What opportunities can IaC unlock?
If businesses do overcome these challenges, which is no small task, then they will unlock a huge range of opportunities and push their progress forward at greater pace.
1 | GitOps
GitOps is the idea that infrastructure configuration should be treated in the same way as application code i.e all changes should be versioned and continuous delivery pipelines used to automatically apply those changes. IaC is a key ingredient required for GitOps because the configuration code can be checked into a Git repository.
Furthermore, with GitOps, the teams creating and maintaining applications or microservices can also be responsible for their own infrastructure. All changes to infrastructure can happen alongside changes to applications – parallelisation leads to increased efficiency and performance.
2 | Increased automation
With infrastructure configurations checked into Git, changes can be automated using pipelines. This encourages small and frequent changes, rather than the large infrequent ones which are likely to cause problems.
3 | Machine learning
When you are using a declarative IaC tool, you define all of your infrastructure using highly structured code and this can be perfect for Machine Learning. Predictive analytics models can be built for a wide range of applications, from identifying potential security vulnerabilities to predicting costs.
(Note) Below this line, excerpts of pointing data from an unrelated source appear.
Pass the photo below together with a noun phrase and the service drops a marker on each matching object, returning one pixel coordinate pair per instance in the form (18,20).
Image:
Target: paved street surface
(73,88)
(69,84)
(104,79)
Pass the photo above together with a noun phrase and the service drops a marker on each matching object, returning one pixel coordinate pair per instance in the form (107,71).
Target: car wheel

Machine learning is a trend that continues to excite the technology landscape. Those who can see into the future, will win. IaC is the the perfect base on which to build machine learning models and this will allows businesses to be proactive in relation to their businesses intelligence data. IaC will no longer be about cloud and applications; it will be the foundation for the foresight on which all sorts of businesses decisions can be more confidently made.